The following year he worked as a writer on two series for Granada Television, their children's drama Children's Ward and soap opera Coronation Street, both aired on the ITV network. Returning to Red, in 2000 he script edited the first series of Clocking Off, and in 2001 he gained his first credit as a producer when he both wrote and produced the one-off drama Now You See Her, starring Amanda Holden, for the satellite channel Sky One.

In 2003 he began working for Company Pictures, creating, writing and producing the crime drama Serious and Organised, starring Martin Kemp and again screened on ITV. Moving up to become an Executive Producer, he worked on another Company series for ITV, the Second World War-set POW. In 2004 he was an Executive Producer on Company's drama series Shameless, screened on Channel 4, and became the show's producer for the second season in 2005.

In April 2005, Jones was announced as one of the writers working on the second season of the BBC revival of the science-fiction series Doctor Who, fulfilling a childhood ambition to work on the programme.
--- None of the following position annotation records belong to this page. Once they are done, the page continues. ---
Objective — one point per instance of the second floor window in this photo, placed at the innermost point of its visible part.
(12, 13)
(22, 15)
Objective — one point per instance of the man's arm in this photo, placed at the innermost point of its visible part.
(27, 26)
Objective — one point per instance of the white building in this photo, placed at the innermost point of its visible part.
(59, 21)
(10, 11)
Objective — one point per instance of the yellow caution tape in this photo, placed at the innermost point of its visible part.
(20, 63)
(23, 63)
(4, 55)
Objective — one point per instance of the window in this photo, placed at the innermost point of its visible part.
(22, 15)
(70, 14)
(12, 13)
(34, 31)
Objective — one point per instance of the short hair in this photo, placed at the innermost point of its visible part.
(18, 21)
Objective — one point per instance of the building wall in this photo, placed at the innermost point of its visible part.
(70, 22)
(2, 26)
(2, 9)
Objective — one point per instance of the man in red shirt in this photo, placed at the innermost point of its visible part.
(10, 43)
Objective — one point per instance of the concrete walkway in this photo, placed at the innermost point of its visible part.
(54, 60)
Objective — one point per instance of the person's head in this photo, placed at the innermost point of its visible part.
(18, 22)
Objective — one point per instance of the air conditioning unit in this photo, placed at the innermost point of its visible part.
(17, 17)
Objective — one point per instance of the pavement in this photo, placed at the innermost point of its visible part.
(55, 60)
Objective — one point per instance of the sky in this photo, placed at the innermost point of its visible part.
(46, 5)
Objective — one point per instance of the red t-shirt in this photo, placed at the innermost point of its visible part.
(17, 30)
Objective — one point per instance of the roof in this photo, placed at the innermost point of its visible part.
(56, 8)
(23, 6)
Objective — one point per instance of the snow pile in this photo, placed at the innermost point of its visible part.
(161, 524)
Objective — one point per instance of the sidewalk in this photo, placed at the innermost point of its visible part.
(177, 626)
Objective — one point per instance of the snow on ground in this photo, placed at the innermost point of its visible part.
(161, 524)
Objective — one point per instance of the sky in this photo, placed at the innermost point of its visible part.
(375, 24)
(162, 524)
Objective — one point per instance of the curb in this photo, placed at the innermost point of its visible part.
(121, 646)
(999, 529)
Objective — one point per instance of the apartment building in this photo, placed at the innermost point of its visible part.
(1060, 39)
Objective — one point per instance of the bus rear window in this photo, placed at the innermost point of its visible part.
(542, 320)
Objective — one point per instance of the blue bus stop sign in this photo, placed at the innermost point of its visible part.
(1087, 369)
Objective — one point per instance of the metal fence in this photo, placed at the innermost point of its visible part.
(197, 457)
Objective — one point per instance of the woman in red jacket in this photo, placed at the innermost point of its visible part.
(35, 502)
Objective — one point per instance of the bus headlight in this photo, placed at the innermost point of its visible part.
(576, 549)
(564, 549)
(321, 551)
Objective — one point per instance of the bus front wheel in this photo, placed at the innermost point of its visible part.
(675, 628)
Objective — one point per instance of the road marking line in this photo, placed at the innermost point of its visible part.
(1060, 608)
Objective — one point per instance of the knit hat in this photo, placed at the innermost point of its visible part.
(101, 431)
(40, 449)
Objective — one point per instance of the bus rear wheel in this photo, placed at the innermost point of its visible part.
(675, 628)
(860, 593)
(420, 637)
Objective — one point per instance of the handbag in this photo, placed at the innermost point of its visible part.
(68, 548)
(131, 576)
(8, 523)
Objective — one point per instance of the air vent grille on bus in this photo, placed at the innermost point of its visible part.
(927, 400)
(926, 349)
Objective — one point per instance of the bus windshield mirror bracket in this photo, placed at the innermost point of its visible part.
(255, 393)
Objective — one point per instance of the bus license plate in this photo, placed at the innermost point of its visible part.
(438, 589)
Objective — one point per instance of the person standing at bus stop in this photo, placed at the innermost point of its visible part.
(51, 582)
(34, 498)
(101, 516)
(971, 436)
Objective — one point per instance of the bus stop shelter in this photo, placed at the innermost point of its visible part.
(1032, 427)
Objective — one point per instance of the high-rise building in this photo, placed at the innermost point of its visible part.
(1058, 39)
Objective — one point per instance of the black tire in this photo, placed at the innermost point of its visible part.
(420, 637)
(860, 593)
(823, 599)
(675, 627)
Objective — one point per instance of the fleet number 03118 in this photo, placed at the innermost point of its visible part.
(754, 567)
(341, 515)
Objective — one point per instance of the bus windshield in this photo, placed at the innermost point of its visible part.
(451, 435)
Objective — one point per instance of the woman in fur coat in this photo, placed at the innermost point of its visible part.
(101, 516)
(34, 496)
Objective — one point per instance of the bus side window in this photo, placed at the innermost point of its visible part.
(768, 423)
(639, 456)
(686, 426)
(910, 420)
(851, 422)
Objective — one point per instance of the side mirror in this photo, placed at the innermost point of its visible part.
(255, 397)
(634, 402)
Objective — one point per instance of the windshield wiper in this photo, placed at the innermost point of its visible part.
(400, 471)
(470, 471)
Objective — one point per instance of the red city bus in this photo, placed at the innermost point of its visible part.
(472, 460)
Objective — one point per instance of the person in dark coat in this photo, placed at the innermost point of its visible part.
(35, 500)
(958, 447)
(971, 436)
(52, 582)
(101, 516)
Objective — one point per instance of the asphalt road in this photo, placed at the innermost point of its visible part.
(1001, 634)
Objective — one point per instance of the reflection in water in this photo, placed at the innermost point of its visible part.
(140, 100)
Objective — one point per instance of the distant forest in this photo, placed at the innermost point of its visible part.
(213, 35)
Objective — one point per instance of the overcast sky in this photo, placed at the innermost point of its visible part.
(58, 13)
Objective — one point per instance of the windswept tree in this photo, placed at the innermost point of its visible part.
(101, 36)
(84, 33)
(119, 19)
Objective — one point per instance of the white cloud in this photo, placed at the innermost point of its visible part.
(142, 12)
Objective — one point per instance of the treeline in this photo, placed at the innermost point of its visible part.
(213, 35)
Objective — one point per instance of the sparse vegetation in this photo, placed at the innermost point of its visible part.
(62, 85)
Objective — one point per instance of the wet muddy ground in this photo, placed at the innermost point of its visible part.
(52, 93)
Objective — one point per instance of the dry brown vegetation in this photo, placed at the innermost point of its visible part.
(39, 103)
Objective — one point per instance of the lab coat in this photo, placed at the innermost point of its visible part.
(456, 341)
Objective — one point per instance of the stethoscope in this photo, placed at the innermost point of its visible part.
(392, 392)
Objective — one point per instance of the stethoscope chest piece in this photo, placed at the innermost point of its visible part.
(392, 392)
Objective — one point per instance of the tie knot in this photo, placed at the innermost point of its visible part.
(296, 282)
His episodes, a two-parter with the titles "The Impossible Planet" and "The Satan Pit", were broadcast on 3 and 10 June 2006. Jones also wrote the seventh episode of the second series of Doctor Who spin-off series Torchwood, called "Dead Man Walking".

In 2012, Jones wrote the second episode of the BBC Four TV series Dirk Gently based on the novels by Douglas Adams. In 2017, he wrote episodes of Stan Lee's Lucky Man. In 2020, he worked on Abi Morgan's legal drama The Split. More recently, Jones wrote on World on Fire and Joan.